2019.03.14

補聴器と医療費控除

検索結果
ネットの検索エンジンで「補聴器」と打ち込むとキーワード入力補助のトップに、“医療費控除”が出てきます。(多分、この時期だけの現象でしょうが)

以前は、補聴器を購入した場合でも、その費用は医療費控除の対象ではありませんでした。(一部、医療費控除の対象となる場合もありましたが)

それが2018年より制度が変わり、補聴器購入費も医療費控除の対象となりました。
ただし、どんな場合でも認められるわけではありません。
お金の手話
その話をする前に…。
補聴器を購入する場合、直接に補助金が出る制度が3つあります。

①障害者総合支援法の制度
障害者手帳(聴覚障害)を取得しているか聴覚系難病認定の方
②労災の制度税金
③軽・中等度難聴児に対する助成

①と②は国の制度ですので全国同じですが、③は各自治体が設けている制度ですので、
自治体によりその内容は異なります。

老人性難聴など①~③に当てはまらない方は、助成を受けることは出来ません。
ですが、確定申告をすることによりすでに払った税金の中から、補聴器費用の一部を戻してもらうことが出来る場合があります。
医療費控除を受けるには何が必要かというと…。
まず購入前、補聴器相談医の診断を受けなければなりません。
補聴器相談医は一番多い東京都で約400人、最も少ない県で20数人が登録されています。

そこで、補聴器適合に関する診療情報提供書を書いてもらいます。
その書類の中に、「補聴器を必要とする主な場面」という項目で、

□医師等による診察や治療を受けるために直接必要

という医師がチェックを入れる欄があります。
ここにチャックを入れてもらえない場合、補聴器購入費は医療費控除の対象になりません。

診療情報提供書は認定補聴器専門店か、認定補聴器技能者がいる補聴器販売店に提出しなければなりませんので、提出した際にコピーを取ってもらいましょう。
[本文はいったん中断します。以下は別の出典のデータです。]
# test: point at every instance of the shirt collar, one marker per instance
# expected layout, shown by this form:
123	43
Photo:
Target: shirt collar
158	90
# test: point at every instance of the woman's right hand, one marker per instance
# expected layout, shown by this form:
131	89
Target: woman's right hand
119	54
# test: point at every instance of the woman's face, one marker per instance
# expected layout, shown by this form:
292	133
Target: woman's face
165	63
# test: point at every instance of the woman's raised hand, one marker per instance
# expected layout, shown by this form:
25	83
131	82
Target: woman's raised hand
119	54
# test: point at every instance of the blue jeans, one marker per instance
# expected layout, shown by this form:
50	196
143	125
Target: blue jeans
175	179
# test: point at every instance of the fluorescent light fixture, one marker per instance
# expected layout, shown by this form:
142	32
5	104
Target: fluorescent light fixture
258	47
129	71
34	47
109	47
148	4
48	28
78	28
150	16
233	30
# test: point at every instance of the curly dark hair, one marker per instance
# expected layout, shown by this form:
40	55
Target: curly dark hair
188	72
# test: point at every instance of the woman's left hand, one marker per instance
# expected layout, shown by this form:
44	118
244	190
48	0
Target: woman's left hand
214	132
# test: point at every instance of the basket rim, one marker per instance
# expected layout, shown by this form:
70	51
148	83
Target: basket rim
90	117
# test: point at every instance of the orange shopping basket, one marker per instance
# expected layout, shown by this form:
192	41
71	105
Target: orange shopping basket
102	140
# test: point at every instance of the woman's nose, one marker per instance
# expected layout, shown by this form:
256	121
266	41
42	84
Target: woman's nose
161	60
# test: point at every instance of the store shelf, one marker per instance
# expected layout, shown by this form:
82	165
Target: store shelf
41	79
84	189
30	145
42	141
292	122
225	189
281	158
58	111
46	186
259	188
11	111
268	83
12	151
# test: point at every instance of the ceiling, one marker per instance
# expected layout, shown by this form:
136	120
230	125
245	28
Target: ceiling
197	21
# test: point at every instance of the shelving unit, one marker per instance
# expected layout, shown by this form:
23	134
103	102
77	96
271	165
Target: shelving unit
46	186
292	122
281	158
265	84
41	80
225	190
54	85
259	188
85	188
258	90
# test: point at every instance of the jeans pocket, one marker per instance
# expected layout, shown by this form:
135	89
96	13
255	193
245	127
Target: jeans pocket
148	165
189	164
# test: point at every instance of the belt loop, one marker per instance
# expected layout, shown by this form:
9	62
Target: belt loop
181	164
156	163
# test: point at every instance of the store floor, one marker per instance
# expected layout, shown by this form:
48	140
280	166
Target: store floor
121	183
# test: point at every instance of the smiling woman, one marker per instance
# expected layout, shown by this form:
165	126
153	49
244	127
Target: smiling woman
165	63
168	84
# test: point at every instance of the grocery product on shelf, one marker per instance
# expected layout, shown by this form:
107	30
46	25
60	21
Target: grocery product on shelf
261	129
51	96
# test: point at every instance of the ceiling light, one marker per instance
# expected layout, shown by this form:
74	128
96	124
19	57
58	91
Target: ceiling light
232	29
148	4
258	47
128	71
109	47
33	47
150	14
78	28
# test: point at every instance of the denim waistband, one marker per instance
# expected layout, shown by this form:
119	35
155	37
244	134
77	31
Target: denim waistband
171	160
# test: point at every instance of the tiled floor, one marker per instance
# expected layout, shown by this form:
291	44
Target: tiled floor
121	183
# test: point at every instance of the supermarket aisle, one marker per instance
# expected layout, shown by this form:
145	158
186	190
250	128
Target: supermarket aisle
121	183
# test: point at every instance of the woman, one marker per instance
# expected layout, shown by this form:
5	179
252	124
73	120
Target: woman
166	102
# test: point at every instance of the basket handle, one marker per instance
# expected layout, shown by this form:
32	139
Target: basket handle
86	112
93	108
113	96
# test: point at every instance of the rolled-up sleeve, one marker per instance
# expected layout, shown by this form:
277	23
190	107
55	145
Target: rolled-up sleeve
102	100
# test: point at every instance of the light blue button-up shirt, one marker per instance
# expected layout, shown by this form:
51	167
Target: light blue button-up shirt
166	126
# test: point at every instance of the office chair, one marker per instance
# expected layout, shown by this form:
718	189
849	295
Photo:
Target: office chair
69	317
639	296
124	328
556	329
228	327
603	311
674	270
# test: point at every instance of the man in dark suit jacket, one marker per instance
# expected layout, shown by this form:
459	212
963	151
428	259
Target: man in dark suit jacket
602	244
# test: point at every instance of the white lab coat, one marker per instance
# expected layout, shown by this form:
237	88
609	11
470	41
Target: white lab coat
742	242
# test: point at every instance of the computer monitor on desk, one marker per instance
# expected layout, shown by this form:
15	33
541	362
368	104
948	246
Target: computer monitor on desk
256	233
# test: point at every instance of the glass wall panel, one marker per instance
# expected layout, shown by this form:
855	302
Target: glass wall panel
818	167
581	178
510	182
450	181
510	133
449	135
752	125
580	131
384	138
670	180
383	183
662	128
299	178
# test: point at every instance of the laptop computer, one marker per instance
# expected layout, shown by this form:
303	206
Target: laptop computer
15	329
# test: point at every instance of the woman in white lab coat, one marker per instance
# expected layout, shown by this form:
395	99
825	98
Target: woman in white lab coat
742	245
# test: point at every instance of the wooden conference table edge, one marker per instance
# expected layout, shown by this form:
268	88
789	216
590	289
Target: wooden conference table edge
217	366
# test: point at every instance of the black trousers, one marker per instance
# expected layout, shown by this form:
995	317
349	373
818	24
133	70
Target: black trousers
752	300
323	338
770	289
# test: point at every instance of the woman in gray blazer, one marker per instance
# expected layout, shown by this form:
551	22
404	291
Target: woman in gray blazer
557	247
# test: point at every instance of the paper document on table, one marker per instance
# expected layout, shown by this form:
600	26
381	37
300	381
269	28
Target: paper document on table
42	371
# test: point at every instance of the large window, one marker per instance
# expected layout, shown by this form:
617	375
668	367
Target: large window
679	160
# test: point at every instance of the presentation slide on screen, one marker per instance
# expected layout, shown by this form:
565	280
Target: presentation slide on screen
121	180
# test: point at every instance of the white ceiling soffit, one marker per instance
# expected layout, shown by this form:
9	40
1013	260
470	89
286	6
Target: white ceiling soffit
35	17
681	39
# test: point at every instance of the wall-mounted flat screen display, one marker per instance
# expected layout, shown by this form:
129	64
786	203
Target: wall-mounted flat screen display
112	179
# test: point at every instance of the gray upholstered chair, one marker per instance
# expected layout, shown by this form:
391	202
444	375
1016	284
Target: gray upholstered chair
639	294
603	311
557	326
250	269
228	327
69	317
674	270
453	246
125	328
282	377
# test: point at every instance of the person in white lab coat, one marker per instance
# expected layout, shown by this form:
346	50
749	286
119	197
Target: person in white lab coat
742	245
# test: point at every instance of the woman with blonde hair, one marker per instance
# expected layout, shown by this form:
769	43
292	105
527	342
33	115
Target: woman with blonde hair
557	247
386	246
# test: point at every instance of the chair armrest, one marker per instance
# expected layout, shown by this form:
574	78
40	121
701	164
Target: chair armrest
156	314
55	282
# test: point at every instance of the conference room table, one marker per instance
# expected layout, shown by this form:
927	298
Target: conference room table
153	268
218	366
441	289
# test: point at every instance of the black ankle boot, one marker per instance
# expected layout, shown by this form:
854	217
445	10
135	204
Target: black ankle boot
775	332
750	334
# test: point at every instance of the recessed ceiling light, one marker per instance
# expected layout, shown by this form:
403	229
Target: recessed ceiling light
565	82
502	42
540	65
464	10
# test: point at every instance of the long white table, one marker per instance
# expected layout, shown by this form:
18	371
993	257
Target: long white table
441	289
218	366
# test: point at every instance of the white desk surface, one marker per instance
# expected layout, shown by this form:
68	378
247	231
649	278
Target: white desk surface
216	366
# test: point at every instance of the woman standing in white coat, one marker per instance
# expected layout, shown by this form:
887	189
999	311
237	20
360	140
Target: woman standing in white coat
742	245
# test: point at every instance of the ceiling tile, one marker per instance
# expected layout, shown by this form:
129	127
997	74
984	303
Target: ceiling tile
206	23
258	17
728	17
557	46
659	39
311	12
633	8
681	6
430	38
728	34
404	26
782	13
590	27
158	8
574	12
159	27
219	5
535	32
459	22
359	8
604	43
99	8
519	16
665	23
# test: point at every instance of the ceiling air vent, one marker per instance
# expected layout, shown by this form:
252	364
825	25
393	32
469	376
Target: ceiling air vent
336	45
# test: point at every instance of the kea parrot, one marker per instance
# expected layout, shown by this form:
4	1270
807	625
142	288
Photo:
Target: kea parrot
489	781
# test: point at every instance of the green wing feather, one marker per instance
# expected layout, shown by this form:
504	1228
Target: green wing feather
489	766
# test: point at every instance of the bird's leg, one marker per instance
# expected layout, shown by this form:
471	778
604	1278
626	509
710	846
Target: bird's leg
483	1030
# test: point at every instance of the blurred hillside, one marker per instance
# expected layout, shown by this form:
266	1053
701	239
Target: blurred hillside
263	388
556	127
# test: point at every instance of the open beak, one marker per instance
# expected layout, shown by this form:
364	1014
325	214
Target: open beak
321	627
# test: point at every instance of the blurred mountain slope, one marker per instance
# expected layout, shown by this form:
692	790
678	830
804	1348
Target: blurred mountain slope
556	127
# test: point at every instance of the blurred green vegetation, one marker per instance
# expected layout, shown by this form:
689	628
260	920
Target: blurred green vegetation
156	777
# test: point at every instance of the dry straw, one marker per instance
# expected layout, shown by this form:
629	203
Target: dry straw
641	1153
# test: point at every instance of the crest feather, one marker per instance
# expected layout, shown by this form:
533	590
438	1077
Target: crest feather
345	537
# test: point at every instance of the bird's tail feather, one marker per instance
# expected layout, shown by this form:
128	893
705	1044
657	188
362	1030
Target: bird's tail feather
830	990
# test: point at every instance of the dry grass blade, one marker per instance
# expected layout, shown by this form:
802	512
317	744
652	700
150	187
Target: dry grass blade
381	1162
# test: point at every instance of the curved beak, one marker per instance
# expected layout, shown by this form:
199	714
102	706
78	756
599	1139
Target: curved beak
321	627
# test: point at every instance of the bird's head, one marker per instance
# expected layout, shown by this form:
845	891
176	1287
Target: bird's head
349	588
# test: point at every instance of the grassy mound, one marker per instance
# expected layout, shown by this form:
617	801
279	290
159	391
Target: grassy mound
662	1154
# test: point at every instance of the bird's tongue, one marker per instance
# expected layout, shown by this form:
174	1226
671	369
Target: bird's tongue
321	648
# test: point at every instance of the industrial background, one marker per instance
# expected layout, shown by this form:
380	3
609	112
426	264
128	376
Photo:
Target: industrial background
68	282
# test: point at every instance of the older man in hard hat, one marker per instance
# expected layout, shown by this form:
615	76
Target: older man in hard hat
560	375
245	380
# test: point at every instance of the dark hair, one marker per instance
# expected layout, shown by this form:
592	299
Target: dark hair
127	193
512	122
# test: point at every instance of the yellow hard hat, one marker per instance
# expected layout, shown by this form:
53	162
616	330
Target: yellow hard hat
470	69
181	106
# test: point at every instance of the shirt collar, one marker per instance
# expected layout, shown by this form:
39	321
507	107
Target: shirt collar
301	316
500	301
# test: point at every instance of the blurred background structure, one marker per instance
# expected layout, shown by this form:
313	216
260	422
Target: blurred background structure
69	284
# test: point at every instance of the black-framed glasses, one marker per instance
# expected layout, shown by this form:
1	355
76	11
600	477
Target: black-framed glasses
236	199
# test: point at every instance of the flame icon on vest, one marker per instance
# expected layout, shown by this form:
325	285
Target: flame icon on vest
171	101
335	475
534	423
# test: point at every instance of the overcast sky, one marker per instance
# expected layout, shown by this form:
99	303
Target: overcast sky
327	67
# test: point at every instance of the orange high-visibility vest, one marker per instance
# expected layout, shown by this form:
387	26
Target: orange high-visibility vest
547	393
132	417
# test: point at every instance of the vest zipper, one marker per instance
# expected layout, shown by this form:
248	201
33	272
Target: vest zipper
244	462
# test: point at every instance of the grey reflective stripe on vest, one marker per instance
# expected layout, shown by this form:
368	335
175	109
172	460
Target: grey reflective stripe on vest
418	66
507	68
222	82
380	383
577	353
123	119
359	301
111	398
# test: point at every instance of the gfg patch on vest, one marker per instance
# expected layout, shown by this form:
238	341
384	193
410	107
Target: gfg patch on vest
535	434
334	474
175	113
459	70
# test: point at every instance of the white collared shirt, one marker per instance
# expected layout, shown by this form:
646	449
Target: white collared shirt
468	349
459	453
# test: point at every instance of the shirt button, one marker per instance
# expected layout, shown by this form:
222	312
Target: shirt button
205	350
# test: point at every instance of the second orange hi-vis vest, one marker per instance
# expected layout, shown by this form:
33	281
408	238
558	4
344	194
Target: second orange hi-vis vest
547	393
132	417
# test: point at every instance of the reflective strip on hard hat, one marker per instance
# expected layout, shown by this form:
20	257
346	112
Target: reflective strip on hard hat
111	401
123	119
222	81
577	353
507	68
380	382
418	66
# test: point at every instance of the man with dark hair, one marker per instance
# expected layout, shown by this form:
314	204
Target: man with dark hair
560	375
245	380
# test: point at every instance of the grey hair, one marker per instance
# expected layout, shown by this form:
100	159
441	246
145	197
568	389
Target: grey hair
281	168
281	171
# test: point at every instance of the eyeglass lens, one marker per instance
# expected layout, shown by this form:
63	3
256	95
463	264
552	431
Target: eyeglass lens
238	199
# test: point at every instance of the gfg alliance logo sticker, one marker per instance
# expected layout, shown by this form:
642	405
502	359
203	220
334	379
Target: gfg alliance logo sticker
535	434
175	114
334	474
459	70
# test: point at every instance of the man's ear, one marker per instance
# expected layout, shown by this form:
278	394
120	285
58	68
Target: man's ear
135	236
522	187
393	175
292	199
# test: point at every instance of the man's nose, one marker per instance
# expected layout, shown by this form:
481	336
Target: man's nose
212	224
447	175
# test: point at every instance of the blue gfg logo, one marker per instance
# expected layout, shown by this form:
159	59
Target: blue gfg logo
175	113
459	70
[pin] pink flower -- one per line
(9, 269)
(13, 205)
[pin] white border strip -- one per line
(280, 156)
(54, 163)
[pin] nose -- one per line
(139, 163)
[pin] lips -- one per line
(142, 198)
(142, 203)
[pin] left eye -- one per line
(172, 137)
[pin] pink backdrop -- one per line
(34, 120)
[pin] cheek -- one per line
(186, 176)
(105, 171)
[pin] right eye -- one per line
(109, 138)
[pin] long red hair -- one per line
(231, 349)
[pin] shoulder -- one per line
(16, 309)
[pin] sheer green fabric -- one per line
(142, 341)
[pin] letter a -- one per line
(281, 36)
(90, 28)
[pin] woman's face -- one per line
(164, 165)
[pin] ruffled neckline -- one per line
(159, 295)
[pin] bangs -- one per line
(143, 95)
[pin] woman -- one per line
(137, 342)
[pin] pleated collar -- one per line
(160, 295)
そのコピーしたものと、補聴器購入時の領収証の二つが、確定申告を行う際に必要となります。
どちらも提出する必要はありませんが、税務署から求められた場合には提示しなければなりません。
相談の手話
ちなみに①補聴器相談医、②認定補聴器専門店、③認定補聴器技能者がいる補聴器販売店はそれぞれインターネットで調べられます。

①は「補聴器相談医」で検索すると耳鼻咽喉科学会HPの補聴器相談医名簿のページが出てきますので、そこで見ることが出来ます。

また、テクノエイド協会HPの補聴器関係のページで②及び③を、補聴器技能者協会のHPで③を調べることが出来ます。